Cultural Heritage Language Technologies: Building an Infrastructure for Collaborative Digital Libraries in the Humanities
The field of classics has a long tradition of electronic editions of both primary and secondary materials for the study of the ancient world. Large electronic corpora of Greek and Latin texts are available from groups such as the Thesaurus Linguae Graecae, the Packard Humanities Institute, and the Duke Databank of Documentary Papyri, and in the Perseus Digital Library . Because such large collections of primary texts have already been digitized, it is now possible to devote concerted effort to developing new computational tools that can transform the way that humanists work with these digitized versions of their primary sources. Further, with the emergence of digital libraries, it is possible for these computational techniques to be available not only to individual scholars, and not just as generic tools that are not packaged separately from the texts upon which they operate, but as an integrated part of a digital library system. The development of these sorts of tools for Greek, Latin and Old Norse texts are the core goals of Cultural Heritage Language Technologies project.
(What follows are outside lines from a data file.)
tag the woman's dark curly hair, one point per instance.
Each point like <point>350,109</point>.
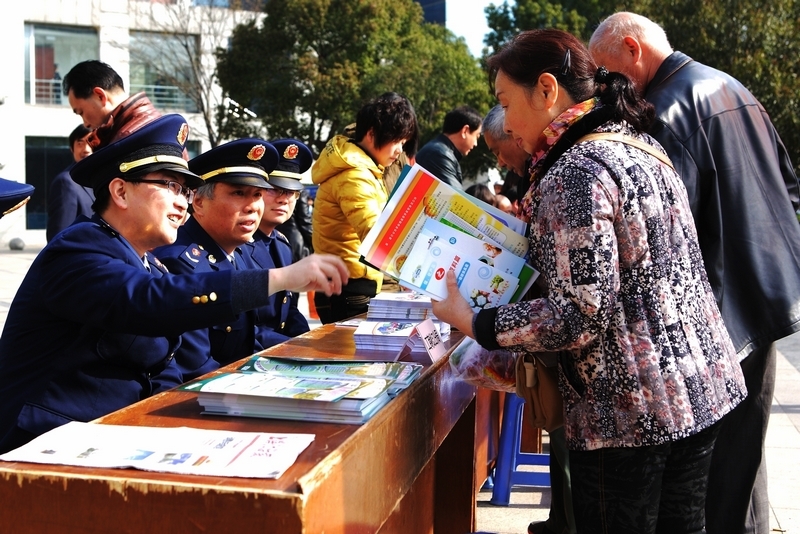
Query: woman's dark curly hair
<point>531,53</point>
<point>391,117</point>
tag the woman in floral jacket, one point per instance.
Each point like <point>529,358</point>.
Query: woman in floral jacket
<point>646,367</point>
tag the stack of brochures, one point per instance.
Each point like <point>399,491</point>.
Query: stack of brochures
<point>306,390</point>
<point>393,334</point>
<point>405,305</point>
<point>428,228</point>
<point>403,373</point>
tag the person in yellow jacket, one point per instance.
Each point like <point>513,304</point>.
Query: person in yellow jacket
<point>352,194</point>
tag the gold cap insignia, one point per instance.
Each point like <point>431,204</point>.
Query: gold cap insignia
<point>291,152</point>
<point>256,153</point>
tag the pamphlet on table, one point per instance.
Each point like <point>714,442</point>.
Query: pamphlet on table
<point>183,450</point>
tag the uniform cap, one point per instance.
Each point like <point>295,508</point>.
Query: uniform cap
<point>13,195</point>
<point>156,146</point>
<point>241,162</point>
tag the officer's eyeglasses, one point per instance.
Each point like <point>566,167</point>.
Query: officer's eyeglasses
<point>279,192</point>
<point>175,187</point>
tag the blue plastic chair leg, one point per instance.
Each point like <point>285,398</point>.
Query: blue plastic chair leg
<point>509,456</point>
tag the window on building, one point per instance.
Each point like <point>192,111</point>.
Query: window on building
<point>51,51</point>
<point>161,67</point>
<point>45,157</point>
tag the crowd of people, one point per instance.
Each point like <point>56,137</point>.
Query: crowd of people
<point>661,218</point>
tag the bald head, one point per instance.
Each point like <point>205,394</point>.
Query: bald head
<point>631,44</point>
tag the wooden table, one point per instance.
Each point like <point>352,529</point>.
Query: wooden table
<point>411,468</point>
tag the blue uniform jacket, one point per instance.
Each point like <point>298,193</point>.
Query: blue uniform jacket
<point>206,349</point>
<point>66,200</point>
<point>280,319</point>
<point>91,331</point>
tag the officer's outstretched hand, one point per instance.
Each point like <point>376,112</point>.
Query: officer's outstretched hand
<point>454,310</point>
<point>317,272</point>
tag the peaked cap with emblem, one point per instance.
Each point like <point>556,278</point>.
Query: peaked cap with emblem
<point>295,159</point>
<point>157,146</point>
<point>13,195</point>
<point>241,162</point>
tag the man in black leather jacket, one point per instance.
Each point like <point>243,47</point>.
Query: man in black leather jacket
<point>743,193</point>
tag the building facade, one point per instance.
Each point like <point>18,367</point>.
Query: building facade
<point>145,41</point>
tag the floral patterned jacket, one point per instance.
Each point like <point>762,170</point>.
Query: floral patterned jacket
<point>644,355</point>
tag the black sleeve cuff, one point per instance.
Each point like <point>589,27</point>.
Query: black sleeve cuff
<point>249,289</point>
<point>483,328</point>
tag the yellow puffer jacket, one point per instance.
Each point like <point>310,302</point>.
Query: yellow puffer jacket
<point>350,198</point>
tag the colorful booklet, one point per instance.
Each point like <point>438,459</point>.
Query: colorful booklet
<point>483,285</point>
<point>419,196</point>
<point>403,373</point>
<point>280,395</point>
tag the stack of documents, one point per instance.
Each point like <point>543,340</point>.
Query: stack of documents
<point>306,390</point>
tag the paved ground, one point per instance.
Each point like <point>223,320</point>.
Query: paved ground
<point>532,504</point>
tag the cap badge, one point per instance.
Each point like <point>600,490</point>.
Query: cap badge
<point>183,134</point>
<point>256,153</point>
<point>291,152</point>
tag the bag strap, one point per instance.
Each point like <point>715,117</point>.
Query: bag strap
<point>628,140</point>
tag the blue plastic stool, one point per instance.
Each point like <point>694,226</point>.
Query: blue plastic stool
<point>509,457</point>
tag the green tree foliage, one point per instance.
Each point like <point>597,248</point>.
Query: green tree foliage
<point>309,65</point>
<point>578,17</point>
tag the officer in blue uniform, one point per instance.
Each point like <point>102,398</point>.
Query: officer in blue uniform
<point>13,195</point>
<point>280,319</point>
<point>225,214</point>
<point>97,319</point>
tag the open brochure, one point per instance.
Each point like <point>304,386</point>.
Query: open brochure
<point>420,195</point>
<point>428,228</point>
<point>183,450</point>
<point>483,285</point>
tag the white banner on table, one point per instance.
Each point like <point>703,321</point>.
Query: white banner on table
<point>190,451</point>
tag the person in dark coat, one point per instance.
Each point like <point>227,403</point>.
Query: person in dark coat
<point>67,200</point>
<point>97,95</point>
<point>440,156</point>
<point>297,229</point>
<point>743,194</point>
<point>97,320</point>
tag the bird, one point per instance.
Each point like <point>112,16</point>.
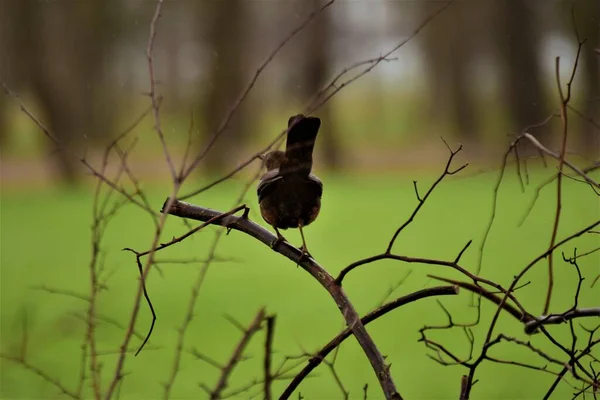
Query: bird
<point>289,195</point>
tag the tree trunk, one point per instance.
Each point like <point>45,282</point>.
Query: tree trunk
<point>225,82</point>
<point>518,50</point>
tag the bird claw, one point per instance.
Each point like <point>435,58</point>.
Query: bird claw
<point>303,254</point>
<point>280,239</point>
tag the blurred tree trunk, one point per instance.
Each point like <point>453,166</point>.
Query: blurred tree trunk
<point>316,50</point>
<point>587,13</point>
<point>6,66</point>
<point>518,47</point>
<point>449,48</point>
<point>225,81</point>
<point>62,50</point>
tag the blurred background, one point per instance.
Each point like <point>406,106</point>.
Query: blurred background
<point>481,71</point>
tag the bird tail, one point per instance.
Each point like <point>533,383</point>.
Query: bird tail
<point>302,134</point>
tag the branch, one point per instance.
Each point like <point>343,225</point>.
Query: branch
<point>268,356</point>
<point>318,357</point>
<point>422,200</point>
<point>186,210</point>
<point>237,354</point>
<point>555,319</point>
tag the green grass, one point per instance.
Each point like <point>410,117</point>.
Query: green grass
<point>45,241</point>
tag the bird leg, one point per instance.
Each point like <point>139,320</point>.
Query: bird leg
<point>279,239</point>
<point>303,249</point>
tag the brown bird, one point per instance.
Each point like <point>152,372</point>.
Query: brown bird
<point>288,194</point>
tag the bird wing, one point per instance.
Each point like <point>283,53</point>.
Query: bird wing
<point>318,184</point>
<point>267,184</point>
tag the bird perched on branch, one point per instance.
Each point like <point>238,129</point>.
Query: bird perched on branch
<point>288,194</point>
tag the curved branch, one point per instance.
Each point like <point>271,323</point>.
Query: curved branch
<point>243,224</point>
<point>372,316</point>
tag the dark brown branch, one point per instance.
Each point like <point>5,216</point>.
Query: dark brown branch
<point>242,224</point>
<point>268,355</point>
<point>318,357</point>
<point>555,319</point>
<point>552,154</point>
<point>424,199</point>
<point>237,354</point>
<point>520,316</point>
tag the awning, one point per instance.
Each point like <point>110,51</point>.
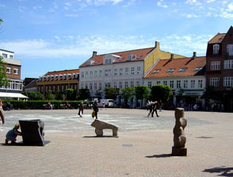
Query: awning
<point>12,95</point>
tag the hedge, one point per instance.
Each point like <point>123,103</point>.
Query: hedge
<point>42,104</point>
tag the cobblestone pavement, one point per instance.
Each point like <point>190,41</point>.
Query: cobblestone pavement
<point>143,147</point>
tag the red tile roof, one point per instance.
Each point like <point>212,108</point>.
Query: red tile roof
<point>190,64</point>
<point>62,72</point>
<point>217,38</point>
<point>139,54</point>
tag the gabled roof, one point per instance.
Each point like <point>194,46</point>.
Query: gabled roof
<point>62,72</point>
<point>139,55</point>
<point>191,67</point>
<point>217,38</point>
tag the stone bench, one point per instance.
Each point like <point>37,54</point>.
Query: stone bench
<point>32,132</point>
<point>100,125</point>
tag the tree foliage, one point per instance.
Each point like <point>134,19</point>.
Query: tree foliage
<point>83,94</point>
<point>160,92</point>
<point>111,92</point>
<point>3,78</point>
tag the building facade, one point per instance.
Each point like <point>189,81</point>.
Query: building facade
<point>13,74</point>
<point>119,69</point>
<point>58,80</point>
<point>219,70</point>
<point>185,76</point>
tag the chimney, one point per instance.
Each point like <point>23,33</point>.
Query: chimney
<point>172,56</point>
<point>94,54</point>
<point>194,55</point>
<point>157,45</point>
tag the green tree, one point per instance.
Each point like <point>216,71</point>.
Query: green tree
<point>3,78</point>
<point>160,92</point>
<point>39,96</point>
<point>49,95</point>
<point>83,94</point>
<point>111,92</point>
<point>142,92</point>
<point>127,93</point>
<point>58,95</point>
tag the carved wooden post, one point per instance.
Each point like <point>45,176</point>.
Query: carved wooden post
<point>179,137</point>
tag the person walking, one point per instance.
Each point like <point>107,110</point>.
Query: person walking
<point>1,112</point>
<point>155,105</point>
<point>95,110</point>
<point>80,109</point>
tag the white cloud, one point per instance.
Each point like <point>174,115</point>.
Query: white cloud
<point>161,4</point>
<point>70,46</point>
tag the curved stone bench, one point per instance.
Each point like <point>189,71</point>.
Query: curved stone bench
<point>100,125</point>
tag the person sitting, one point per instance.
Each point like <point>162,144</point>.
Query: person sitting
<point>12,134</point>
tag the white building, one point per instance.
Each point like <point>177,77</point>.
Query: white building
<point>186,77</point>
<point>13,74</point>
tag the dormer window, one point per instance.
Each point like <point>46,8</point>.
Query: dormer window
<point>230,49</point>
<point>156,71</point>
<point>181,70</point>
<point>216,48</point>
<point>198,68</point>
<point>171,70</point>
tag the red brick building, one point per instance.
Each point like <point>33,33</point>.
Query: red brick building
<point>219,70</point>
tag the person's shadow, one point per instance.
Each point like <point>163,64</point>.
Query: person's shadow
<point>225,171</point>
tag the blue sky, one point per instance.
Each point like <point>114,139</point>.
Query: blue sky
<point>52,35</point>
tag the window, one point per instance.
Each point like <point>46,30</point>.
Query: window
<point>132,70</point>
<point>178,84</point>
<point>91,74</point>
<point>4,55</point>
<point>16,71</point>
<point>8,70</point>
<point>120,85</point>
<point>156,71</point>
<point>170,70</point>
<point>200,84</point>
<point>82,74</point>
<point>228,64</point>
<point>100,73</point>
<point>192,83</point>
<point>121,72</point>
<point>215,65</point>
<point>126,71</point>
<point>100,86</point>
<point>214,81</point>
<point>149,84</point>
<point>115,72</point>
<point>132,84</point>
<point>216,48</point>
<point>182,70</point>
<point>138,69</point>
<point>198,68</point>
<point>227,81</point>
<point>96,74</point>
<point>230,49</point>
<point>172,84</point>
<point>185,83</point>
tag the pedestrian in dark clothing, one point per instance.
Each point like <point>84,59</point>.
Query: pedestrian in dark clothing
<point>155,104</point>
<point>95,109</point>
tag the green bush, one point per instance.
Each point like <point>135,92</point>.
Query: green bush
<point>42,104</point>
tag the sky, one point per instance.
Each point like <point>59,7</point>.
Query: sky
<point>54,35</point>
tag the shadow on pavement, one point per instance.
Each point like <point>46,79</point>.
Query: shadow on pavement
<point>159,156</point>
<point>225,171</point>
Cultural Heritage Language Technologies is a collaborative project involving eight institutions in Europe and the United States. The partners in Europe include The Newton Project and the Department of Computer Science, Imperial College, the Faculty of Classics, Cambridge University, the Istituto di Linguistica Computazionale del CNR, Pisa, and the Arnamagnaean Institute, University of Copenhagen. In the United States, the partners are the Classical Studies Program and Department of English, University of Missouri at Kansas City, The Perseus Project, Tufts University, The Stoa Consortium, University of Kentucky, Scandinavian Section, University of California at Los Angeles. The funding for this project has been provided by the National Science Foundation and the European Union International Digital Library Collaborative Research Program. The consortium has three major goals for its research. First, we want to adapt discoveries from the field of computational linguistics and information retrieval and visualization in ways that are specifically designed to help students and scholars in the humanities advance their work. Second, we hope to establish an international framework with open standards for the long-term preservation of data, the sharing of metadata, and interoperability between affiliated digital libraries. The ultimate goal of all of this work is to lower the barriers to reading Greek, Latin, and Old Norse texts in their original languages.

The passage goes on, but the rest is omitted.